Sunday, June 24, 2007

earphones.

It just suddenly struck me again today that I have really lost him.

I woke up feeling kinda okay nowadays. I can feel myself breathing. And I thought thy heart isn't hurting anymore. However, to great dismay, I realised it's totally numb. Or rather, I should say I am in a state of shock.

Can't help missing him. But then again, I know I can't. There is simply no point in doing so for there's no way I could ever make my feelings known. A change of role, a switch of status - that's what I am now. Insignificantly invisible. He hinted that I am partly responsible for the way things turn out today... But what the hell did I do? Whatever it is, I know he is avoiding me as if I am a million-dollar-bucks-owed creditor. He just loathes me.

I reminded myself of the humiliation I had received. And I start to finally feel sorry for myself. Why on earth would I even let someone bring me down this way? If he loved me, he won't even let his folks threw insults at me as if I am valueless. When I called his house the other day and to my great disappointment, it's his mother who answered the phone. She sounded as if she was ready to charge at me with a hand dagger (if she's a ninja) or a kitchen knife. Am I really that detestable? I am still deeply missed by my past relationship's mother, er hello? I am also very greatly loved by my friends' mothers, er hello?
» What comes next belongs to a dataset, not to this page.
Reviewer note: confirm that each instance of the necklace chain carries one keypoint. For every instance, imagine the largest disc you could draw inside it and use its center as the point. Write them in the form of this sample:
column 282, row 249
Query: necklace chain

And if he really did loved me, would he even let me wait whole night alone? So many, just far too many, decisions he made to validate this very fact that he had never loved me before; he had never treated me and respected me like a human being before. Pause you who are reading this, can you picture yourself putting up with this kinda disrespectful treatment but still clinged on to a relationship in which you long foresee no future in it but still do because you believe in "Love will find a way"? I think it does find a way for itself, not when it is one-sided.

I have to accept that: He is the one who wants to give me up, He wants nothing of me but just a mere passing phase, He just wants to throw everything we've once had away because there are greener pastures in NUS. Oh.. H. Thanks for knocking some bloody sense into me. On which earth, would which guy be able to resist the temptations of more girls, many girls, a lot of girls? Your friend ever since sec one just talks crap as if he's talking with this rectum isn't it? Haha.

I sat in front of my television for two hours today, watching "200 Pounds Beauty" and I have been watching a lot of "South Park" lately. I am about to comb every single season and every single episode of it.

I know all these pain won't stop till I wise up.



spinning around like a big spinning top.